Cannabis die wahre Geschichte der Prohibition
Auch Hanf genannt, ist sie die produktivste Superpflanze der Welt und war Im Altertum eine der wichtigsten Faserpflanzen Europas!
Beispiele: die erste Gutenbergbibel, frühere Landkarten, erste Entwürfe der Unabhängigkeitserklärung der USA, Hanfleinen als Leinwand früherer Künstler wie van Gogh und Rembrandt, das erstes Auto vom Fließband (Hanry Ford). Die Karosserie wurde aus Hanf gefertigt und wurde mit Hanföl betrieben.
Auch als Speiseöl oder Medizin ist es verwendbar. Das THC dient als Krampflöser bei multipler Sklerose.
Hanf ist nichts, was man patentieren könnte, man braucht es nicht modifizieren oder optimieren. Pharmaindustrien würden Millionengewinne einbüßen, sollte der Hanf mit aller Macht zurückkehren.
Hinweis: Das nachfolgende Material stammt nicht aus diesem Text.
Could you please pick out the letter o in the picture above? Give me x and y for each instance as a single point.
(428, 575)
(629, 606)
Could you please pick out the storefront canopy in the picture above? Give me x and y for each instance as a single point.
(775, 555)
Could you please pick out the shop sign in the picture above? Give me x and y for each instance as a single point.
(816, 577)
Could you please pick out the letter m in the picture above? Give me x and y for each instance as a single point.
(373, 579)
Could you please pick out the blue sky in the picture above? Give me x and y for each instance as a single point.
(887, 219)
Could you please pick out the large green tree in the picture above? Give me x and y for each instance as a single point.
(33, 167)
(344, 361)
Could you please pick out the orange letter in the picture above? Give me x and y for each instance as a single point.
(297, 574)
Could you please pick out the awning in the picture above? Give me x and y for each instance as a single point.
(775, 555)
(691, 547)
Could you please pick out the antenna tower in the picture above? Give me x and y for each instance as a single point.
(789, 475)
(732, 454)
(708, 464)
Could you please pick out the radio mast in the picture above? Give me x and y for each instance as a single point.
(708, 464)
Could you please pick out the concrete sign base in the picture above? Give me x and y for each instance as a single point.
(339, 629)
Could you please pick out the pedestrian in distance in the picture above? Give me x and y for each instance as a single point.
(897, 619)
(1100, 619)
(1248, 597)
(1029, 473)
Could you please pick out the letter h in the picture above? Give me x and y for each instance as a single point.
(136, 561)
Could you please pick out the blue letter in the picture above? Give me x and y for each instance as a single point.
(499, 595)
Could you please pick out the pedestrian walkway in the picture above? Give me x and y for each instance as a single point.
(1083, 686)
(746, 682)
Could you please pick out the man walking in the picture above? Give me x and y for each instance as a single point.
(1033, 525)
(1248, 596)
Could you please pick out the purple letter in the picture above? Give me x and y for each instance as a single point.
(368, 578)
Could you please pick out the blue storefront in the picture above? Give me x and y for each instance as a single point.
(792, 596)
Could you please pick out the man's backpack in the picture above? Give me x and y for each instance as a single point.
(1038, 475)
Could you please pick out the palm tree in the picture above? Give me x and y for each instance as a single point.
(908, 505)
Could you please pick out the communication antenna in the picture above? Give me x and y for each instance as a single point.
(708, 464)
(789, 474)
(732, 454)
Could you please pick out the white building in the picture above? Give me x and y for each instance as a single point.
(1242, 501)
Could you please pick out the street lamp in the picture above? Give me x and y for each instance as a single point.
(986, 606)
Das Wort Marihuana wurde in den 1930er Jahren eingesetzt, um die Erfolgsgeschichte des Hanfes in den Dreck zu ziehen. Wirtschaftliche Interessen führten dazu Hanf im Jahre 1937 mit der Begründung, dass es nur eine Droge sei, zu verbieten.
In Wahrheit war sie eine große Konkurrenz für die allgemeine Industrie, die mit Lügen weltweit ausgeschaltet werden musste. Für die Textilindustrie wurde Hanf ebenfalls zur Last, denn die Kleidung sollte aus profitorientierten Gründen aus Baumwolle und anderen Fasern entstehen. Im Jahre 1937 patentierte die Chemiefirma Dupont den Herstellungsprozess von Kunststoff und Erdöl, die synthetischen Stoffe wie Plastik, Cellophan, Celluloid und Ethanol konnten aus Öl produziert werden.
Gegen Hanf protestierten und kämpften die größten Machteliten und Konzerne: Ölindustrien, Pharmaindustrien, Textilindustrien, Papierindustrien, Nahrungsindustrien, Autoindustrien und noch weitere.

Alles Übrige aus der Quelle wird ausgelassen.